Video Briefing

The Wandering Investor: Brand new apartments that cost less than a car? Affordable housing in Nairobi, Kenya

May 9, 2026Video Briefing31:33Watch on YouTube

Nairobi’s fast‑growing real‑estate market now offers pre‑construction apartments priced between US $17,000 and $54,000, located about 20 minutes from the Westlands business district. The development, slated for completion in June 2027, targets both local home‑buyers and overseas investors seeking affordable entry points into a city projected to double its population over the next two to three decades.

Project scope and amenities

  • Units: 786 apartments ranging from studios (≈ US $17 k) to two‑bedroom units (≈ US $54 k). A one‑bedroom loft is priced at US $25 k.
  • Completion: Three blocks are under construction; Block C is already at the 7‑8 floor level, with full delivery expected by Q2 2027.
  • Facilities: heated swimming pool, baby pool, fully equipped gym, sauna, backup generator, two lifts per block, mini‑golf club, large ground‑floor recreation area with water features, social hall, gaming room (PlayStation), a 1,200 m² supermarket, bakery, and small restaurants.

Pricing and payment terms

  • Deposit: 20 % of the purchase price.
  • Financing: The remaining 80 % can be paid over up to two years, e.g., a US $17 k studio requires roughly US $650 per month.
  • Closing costs: 4 % stamp duty, 1 % buyer legal fees, 1.5 % seller legal fees, plus incidental fees (~US $2.3 k).

Rental income and yields (pre‑tax)

Unit type Purchase price Monthly rent (approx.) Net rental yield*
Studio US $17 k US $140‑$150 5‑7 %
One‑bedroom US $34 k US $270 6 %
One‑bedroom loft US $25 k US $240‑$250 7.2 %

*Yield after deducting tenant‑acquisition fee (one month’s rent per 18 months), property‑management fee (6.5 % + VAT), HOA (~US $30/month), and maintenance (~US $150/month).

  • Occupancy: Around 95 % in the immediate area.
  • Tenant profile: Young professionals (22‑30 years) employed by multinational firms in Westlands, as well as students from nearby universities and expatriates from the US, Europe, Australia, and South America.

Ongoing costs and management

  • Tenant acquisition: One month’s rent per 18‑month tenancy cycle.
  • Property management: 6.5 % of rent plus VAT, handled by the developer’s on‑site team.
  • HOA & maintenance: Approximately US $30 + US $150 per month per unit.

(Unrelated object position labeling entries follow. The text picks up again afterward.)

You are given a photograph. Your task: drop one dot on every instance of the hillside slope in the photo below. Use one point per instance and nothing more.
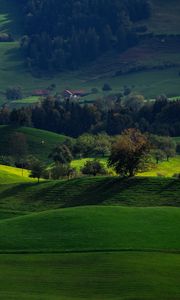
(91, 191)
(92, 229)
(165, 20)
(39, 142)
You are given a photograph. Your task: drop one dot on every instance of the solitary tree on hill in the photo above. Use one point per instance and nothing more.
(37, 170)
(129, 153)
(61, 155)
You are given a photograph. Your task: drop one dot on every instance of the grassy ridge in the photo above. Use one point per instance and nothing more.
(92, 228)
(103, 276)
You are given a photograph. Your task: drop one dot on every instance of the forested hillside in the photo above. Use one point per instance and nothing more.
(66, 34)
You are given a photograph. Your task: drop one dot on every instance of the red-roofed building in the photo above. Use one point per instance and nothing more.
(40, 93)
(68, 94)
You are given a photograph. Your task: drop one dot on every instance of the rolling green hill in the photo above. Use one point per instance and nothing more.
(84, 191)
(92, 229)
(40, 142)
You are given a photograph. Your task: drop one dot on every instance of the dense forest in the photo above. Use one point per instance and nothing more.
(70, 118)
(66, 34)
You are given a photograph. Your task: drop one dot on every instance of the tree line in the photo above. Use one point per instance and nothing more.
(65, 34)
(70, 118)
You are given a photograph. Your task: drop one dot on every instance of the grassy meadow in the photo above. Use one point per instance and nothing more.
(150, 83)
(89, 238)
(107, 276)
(93, 238)
(40, 142)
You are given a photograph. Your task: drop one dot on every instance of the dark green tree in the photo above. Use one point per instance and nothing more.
(129, 153)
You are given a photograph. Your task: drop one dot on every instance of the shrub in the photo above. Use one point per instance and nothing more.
(14, 93)
(93, 167)
(106, 87)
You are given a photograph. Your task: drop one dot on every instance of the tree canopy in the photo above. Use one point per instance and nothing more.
(129, 153)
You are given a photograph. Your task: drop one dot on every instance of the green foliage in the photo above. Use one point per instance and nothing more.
(93, 167)
(61, 154)
(37, 169)
(39, 142)
(14, 93)
(66, 43)
(129, 153)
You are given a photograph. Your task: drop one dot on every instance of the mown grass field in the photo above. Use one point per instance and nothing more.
(103, 247)
(97, 276)
(40, 142)
(102, 228)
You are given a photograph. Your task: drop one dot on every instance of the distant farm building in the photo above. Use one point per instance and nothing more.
(40, 93)
(69, 94)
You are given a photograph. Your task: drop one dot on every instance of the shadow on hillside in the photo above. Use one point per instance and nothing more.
(13, 17)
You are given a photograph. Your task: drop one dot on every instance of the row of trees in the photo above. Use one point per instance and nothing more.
(107, 115)
(130, 154)
(65, 34)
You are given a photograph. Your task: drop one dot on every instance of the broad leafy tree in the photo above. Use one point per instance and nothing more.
(129, 153)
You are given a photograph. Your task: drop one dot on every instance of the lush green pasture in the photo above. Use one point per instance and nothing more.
(40, 142)
(165, 168)
(10, 175)
(97, 276)
(92, 229)
(142, 191)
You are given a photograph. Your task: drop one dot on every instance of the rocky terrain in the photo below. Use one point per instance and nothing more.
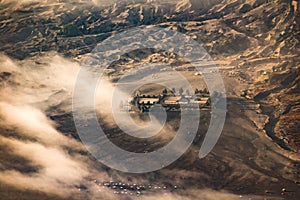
(256, 45)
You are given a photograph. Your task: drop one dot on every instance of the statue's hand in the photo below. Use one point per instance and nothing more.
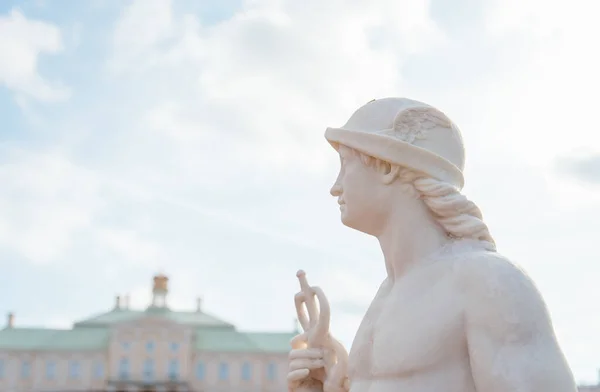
(316, 369)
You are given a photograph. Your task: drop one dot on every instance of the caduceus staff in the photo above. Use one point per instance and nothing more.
(316, 334)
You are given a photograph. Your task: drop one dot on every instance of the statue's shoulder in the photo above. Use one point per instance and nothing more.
(488, 275)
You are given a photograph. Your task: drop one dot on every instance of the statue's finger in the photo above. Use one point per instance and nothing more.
(298, 375)
(303, 363)
(306, 353)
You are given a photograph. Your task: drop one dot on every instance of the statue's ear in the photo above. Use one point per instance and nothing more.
(390, 175)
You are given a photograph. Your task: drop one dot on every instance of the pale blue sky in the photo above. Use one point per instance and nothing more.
(150, 136)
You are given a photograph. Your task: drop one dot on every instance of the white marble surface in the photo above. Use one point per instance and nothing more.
(452, 314)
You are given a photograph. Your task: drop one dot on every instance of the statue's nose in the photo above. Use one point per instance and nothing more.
(336, 190)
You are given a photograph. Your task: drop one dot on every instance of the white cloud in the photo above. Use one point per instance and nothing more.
(22, 41)
(45, 200)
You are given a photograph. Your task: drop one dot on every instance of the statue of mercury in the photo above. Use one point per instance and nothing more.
(452, 314)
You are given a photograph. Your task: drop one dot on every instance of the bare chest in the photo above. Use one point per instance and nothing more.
(413, 327)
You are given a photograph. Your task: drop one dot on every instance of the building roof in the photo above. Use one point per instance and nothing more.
(221, 340)
(39, 339)
(211, 333)
(116, 316)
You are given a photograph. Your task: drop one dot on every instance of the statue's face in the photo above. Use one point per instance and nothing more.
(362, 195)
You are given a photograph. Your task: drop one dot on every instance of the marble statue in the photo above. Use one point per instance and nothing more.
(452, 315)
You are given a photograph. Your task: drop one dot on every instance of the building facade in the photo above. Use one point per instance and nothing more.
(152, 350)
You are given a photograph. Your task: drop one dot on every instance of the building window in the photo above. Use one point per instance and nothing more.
(50, 370)
(173, 369)
(200, 371)
(246, 371)
(98, 370)
(148, 370)
(223, 371)
(124, 369)
(25, 369)
(74, 369)
(271, 371)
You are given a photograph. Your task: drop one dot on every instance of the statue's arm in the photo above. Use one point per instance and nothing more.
(511, 341)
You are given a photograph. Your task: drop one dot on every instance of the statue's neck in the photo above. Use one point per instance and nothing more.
(409, 240)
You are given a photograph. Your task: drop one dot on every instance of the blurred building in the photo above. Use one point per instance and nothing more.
(156, 349)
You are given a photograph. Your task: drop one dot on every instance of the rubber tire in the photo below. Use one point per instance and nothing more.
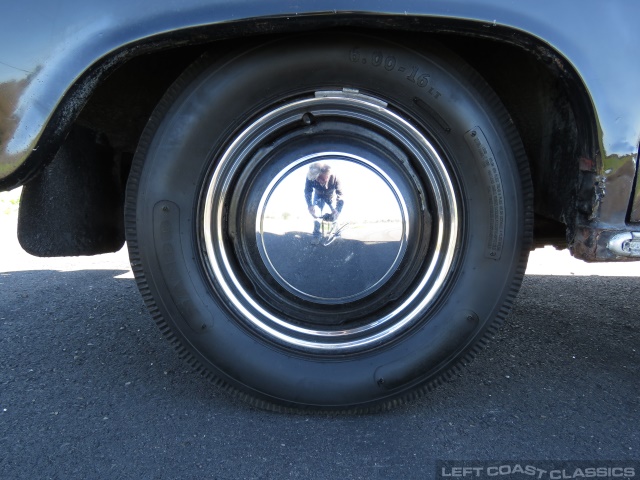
(197, 118)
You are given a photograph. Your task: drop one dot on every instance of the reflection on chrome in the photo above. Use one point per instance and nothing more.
(297, 228)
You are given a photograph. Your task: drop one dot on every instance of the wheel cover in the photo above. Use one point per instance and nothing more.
(240, 230)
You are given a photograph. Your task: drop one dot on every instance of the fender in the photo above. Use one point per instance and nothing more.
(53, 60)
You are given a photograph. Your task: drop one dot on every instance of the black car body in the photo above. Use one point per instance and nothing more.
(79, 81)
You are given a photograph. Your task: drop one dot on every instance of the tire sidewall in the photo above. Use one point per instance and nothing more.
(209, 103)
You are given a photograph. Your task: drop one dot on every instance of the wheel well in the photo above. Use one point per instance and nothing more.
(547, 103)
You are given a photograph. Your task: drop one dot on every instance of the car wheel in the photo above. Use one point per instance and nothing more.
(436, 223)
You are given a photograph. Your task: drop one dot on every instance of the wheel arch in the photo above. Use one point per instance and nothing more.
(115, 96)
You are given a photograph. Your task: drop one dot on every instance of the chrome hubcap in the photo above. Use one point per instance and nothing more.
(397, 232)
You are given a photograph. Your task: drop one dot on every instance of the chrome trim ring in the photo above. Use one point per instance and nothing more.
(425, 168)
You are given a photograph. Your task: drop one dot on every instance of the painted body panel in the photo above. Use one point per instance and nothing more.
(47, 49)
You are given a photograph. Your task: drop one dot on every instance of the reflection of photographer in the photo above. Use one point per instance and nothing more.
(322, 188)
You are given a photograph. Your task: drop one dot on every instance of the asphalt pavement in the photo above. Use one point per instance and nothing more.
(89, 389)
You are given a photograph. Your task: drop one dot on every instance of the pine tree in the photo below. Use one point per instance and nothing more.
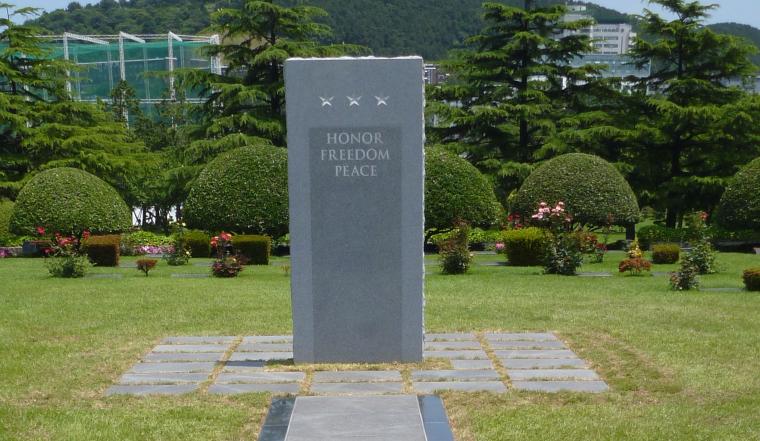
(42, 127)
(510, 88)
(245, 104)
(693, 129)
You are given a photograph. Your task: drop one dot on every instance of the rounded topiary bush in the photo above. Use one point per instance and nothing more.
(69, 200)
(591, 188)
(456, 190)
(243, 191)
(739, 207)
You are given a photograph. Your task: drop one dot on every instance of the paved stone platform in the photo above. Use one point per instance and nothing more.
(391, 418)
(470, 363)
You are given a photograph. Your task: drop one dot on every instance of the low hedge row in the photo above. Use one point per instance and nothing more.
(103, 250)
(666, 253)
(255, 248)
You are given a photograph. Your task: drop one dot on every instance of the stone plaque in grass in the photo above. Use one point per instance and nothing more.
(355, 167)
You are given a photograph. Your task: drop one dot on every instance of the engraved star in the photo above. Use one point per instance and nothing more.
(353, 101)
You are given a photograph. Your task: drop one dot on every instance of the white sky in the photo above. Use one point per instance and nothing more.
(740, 11)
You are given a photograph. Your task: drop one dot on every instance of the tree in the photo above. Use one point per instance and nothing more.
(43, 127)
(693, 128)
(245, 104)
(511, 87)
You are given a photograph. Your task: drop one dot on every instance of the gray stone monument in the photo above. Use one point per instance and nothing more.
(356, 176)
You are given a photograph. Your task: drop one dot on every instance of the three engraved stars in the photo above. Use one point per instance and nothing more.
(354, 101)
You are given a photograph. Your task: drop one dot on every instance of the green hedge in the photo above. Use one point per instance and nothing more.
(103, 250)
(69, 201)
(739, 206)
(6, 210)
(199, 243)
(242, 191)
(751, 279)
(526, 246)
(455, 189)
(255, 248)
(666, 253)
(591, 188)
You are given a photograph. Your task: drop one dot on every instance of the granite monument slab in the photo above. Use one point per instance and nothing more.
(356, 176)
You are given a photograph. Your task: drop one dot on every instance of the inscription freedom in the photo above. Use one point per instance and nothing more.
(357, 153)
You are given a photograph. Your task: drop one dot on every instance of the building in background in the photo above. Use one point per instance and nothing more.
(103, 60)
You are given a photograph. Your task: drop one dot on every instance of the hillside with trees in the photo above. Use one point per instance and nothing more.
(393, 27)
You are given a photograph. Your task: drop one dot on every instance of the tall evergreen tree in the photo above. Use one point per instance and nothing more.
(510, 88)
(42, 127)
(245, 104)
(693, 128)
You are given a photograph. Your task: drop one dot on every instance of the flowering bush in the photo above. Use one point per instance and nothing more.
(687, 277)
(65, 258)
(635, 263)
(145, 265)
(226, 264)
(562, 254)
(455, 252)
(180, 252)
(702, 254)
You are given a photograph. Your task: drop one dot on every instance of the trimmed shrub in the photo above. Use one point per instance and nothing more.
(198, 242)
(739, 206)
(751, 279)
(254, 248)
(666, 253)
(244, 191)
(591, 188)
(455, 190)
(526, 246)
(69, 201)
(103, 250)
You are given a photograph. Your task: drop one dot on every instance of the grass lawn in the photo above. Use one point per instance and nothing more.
(681, 366)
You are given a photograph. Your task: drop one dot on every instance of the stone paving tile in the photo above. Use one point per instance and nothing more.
(191, 348)
(163, 378)
(536, 353)
(244, 366)
(471, 364)
(268, 339)
(265, 347)
(455, 375)
(193, 340)
(464, 336)
(263, 356)
(260, 377)
(558, 386)
(542, 363)
(172, 367)
(521, 336)
(167, 389)
(457, 355)
(465, 386)
(180, 356)
(451, 345)
(242, 388)
(358, 388)
(355, 376)
(518, 344)
(552, 374)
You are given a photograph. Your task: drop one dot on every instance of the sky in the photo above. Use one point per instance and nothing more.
(739, 11)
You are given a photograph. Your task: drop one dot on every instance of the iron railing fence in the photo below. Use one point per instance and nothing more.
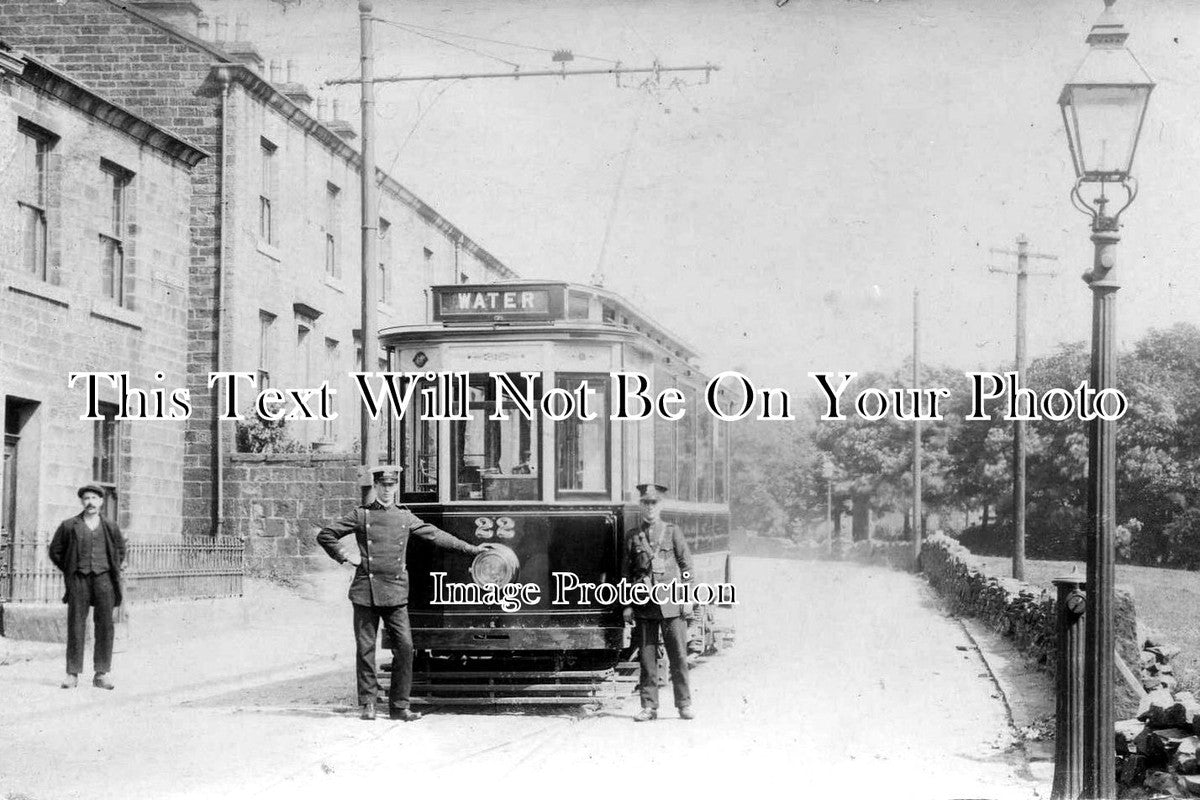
(191, 567)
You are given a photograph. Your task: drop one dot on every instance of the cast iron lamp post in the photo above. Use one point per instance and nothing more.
(1103, 107)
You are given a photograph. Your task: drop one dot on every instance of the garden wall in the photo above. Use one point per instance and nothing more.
(279, 501)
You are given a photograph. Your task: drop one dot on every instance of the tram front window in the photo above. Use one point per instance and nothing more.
(496, 459)
(419, 445)
(583, 444)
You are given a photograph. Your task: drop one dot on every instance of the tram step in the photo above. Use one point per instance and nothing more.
(508, 701)
(505, 687)
(515, 673)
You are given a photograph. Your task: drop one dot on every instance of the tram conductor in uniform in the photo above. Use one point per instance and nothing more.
(379, 589)
(658, 554)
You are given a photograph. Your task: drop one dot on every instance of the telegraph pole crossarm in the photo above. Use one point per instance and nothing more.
(1021, 272)
(533, 73)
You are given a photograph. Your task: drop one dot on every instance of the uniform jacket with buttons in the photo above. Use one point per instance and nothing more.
(665, 548)
(382, 535)
(64, 551)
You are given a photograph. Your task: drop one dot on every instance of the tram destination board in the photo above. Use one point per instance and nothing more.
(492, 302)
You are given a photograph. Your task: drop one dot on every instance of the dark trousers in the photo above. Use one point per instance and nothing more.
(84, 591)
(675, 638)
(366, 627)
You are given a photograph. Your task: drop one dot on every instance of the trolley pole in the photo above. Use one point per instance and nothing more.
(916, 431)
(370, 205)
(369, 453)
(1023, 258)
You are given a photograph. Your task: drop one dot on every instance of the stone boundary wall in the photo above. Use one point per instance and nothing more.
(889, 553)
(279, 501)
(1021, 611)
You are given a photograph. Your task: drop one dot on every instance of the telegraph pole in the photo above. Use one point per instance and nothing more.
(370, 209)
(370, 205)
(916, 429)
(1023, 257)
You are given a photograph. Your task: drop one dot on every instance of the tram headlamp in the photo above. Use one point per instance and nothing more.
(496, 566)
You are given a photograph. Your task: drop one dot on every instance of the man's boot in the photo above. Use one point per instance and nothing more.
(405, 715)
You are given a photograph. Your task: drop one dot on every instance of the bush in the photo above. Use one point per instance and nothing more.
(259, 435)
(1182, 537)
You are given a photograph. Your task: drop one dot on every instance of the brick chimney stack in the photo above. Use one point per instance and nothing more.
(294, 90)
(183, 14)
(240, 48)
(340, 126)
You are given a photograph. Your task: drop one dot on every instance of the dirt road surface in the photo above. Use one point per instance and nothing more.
(846, 681)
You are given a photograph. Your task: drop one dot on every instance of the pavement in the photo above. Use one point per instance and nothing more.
(846, 680)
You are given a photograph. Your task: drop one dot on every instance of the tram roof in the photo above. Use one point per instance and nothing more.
(528, 304)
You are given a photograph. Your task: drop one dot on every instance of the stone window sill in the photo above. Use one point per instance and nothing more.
(118, 314)
(269, 251)
(41, 289)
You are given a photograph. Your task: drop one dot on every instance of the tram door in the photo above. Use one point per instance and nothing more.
(7, 512)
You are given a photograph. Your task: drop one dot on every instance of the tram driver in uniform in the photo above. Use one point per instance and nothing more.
(379, 589)
(658, 554)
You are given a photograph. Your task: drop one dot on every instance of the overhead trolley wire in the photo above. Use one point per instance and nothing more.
(414, 29)
(461, 47)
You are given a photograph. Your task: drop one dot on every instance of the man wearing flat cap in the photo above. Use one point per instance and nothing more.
(379, 589)
(90, 552)
(658, 554)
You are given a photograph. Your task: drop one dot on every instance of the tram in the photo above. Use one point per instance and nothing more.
(551, 495)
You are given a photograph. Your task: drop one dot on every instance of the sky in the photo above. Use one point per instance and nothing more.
(779, 216)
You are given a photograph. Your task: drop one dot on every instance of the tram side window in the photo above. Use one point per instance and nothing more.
(685, 450)
(721, 458)
(705, 458)
(577, 305)
(496, 459)
(419, 445)
(665, 453)
(583, 444)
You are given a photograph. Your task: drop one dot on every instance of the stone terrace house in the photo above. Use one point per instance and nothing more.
(273, 282)
(94, 263)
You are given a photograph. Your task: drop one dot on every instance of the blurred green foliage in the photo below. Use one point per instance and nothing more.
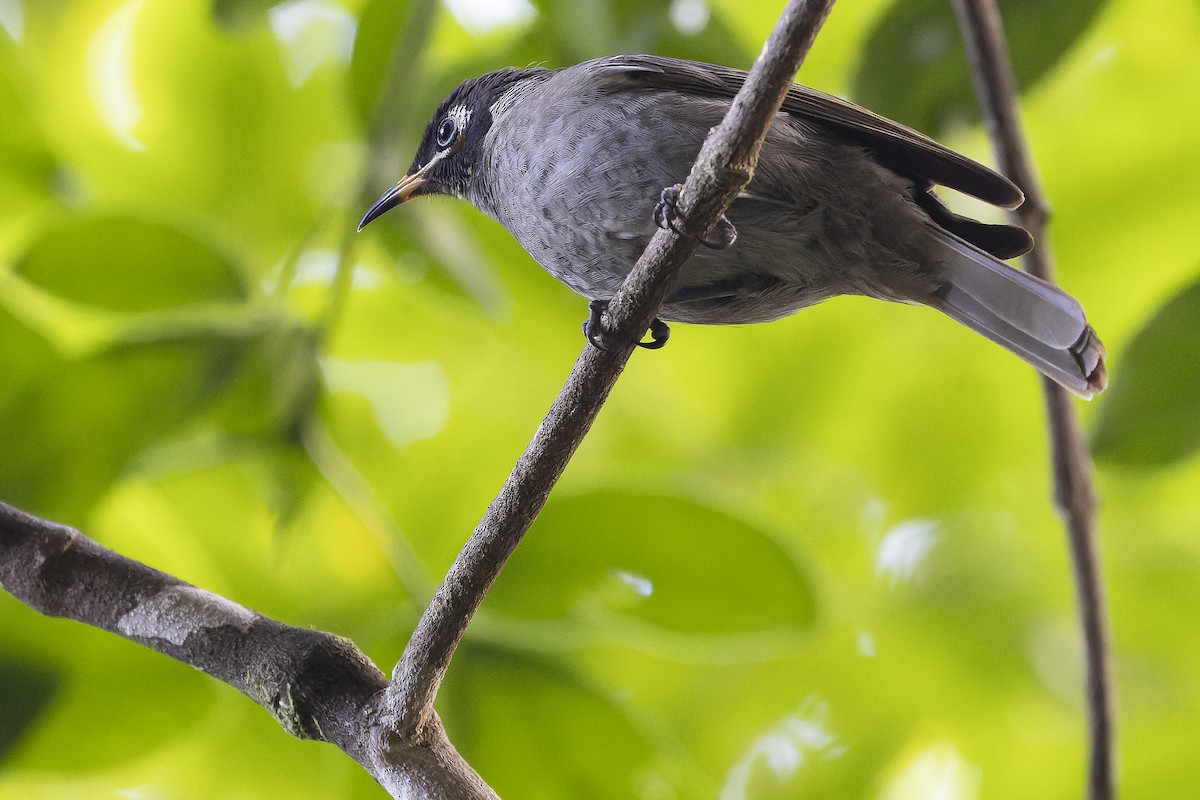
(815, 558)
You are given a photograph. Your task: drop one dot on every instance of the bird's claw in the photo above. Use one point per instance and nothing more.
(594, 325)
(666, 212)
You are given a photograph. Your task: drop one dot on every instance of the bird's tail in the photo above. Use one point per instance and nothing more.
(1035, 319)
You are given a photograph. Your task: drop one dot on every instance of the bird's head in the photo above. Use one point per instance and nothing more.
(454, 139)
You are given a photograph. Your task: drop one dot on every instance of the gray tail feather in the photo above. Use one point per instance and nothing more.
(1035, 319)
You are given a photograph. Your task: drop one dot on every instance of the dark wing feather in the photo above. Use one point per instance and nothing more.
(899, 148)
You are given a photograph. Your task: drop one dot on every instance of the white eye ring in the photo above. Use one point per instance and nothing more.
(447, 132)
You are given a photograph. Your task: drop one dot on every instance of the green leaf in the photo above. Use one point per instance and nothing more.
(534, 731)
(1151, 414)
(669, 563)
(75, 426)
(239, 14)
(915, 66)
(25, 691)
(381, 26)
(129, 265)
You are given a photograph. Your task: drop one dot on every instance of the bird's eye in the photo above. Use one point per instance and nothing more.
(447, 132)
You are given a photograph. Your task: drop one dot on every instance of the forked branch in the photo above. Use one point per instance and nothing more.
(996, 88)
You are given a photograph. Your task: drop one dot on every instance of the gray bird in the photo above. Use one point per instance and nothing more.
(574, 163)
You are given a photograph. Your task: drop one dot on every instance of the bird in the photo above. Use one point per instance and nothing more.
(582, 166)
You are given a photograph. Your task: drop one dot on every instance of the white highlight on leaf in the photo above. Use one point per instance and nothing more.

Market context and buyer mix

  • Local vs foreign: Roughly 50 % of purchasers are Kenyan, 50 % are overseas investors.
  • Location advantages: Proximity to Nairobi’s international airport (≈ 25 min), major corporate headquarters (e.g., KPMG), UN offices, universities, and a large shopping mall (Sarit Centre). The surrounding neighbourhood is green, with low traffic congestion and a range of amenities within a 5‑minute walk.
  • Population growth: Nairobi’s population is expected to double within 20‑30 years, supporting long‑term capital appreciation.

Risks and considerations

  • Management complexity: Lower‑priced units attract tenants in tighter income brackets, potentially leading to delayed payments and higher turnover.
  • Local knowledge: Investors unfamiliar with Kenyan property law, payment customs (e.g., mobile money “empa”), or cultural dynamics may face ambiguity and slower dispute resolution.
  • Construction timeline: Although the project reports being on schedule, any delay could affect cash‑flow projections.
  • Currency risk: Rental income is collected in Kenyan shillings; exchange‑rate fluctuations can impact returns for foreign investors.

Bulk‑purchase options

Developers are open to negotiating discounts for larger blocks (30‑50 units). Buying a sizable portfolio enables the investor to:

  • Appoint a dedicated junior property manager (≈ 20‑30 k KES ≈ US $250 per month) to handle day‑to‑day issues on‑site.
  • Reduce per‑unit management fees and gain greater control over tenant selection, rent‑setting, and potential short‑term rentals (e.g., Airbnb).

Practical advice for prospective investors

  1. Assess personal involvement: If you lack a local network or are uncomfortable managing tenant relations remotely, consider partnering with a developer‑provided management service or limiting exposure to higher‑priced, premium units.
  2. Run cash‑flow models: Include all closing costs, ongoing fees, and a conservative occupancy rate (≈ 90‑95 %) to verify that the net yield meets your target.
  3. Leverage payment plans: The 2‑year staggered payment schedule reduces upfront capital requirements and aligns cash outflows with rental income once the unit is leased.
  4. Consider scale: Purchasing multiple units can lower per‑unit acquisition costs and justify hiring dedicated on‑site staff, improving operational efficiency.
  5. Monitor macro trends: Nairobi’s status as East Africa’s economic hub, its expanding expatriate community, and projected population growth support both rental demand and capital appreciation.

In summary, Nairobi’s low‑cost pre‑construction apartments deliver attractive pre‑tax yields (5‑7 %) and potential capital gains, especially for investors with local ties or a willingness to manage the nuances of an emerging market. However, success hinges on understanding tenant dynamics, securing reliable property management, and aligning the investment horizon with the project’s delivery schedule.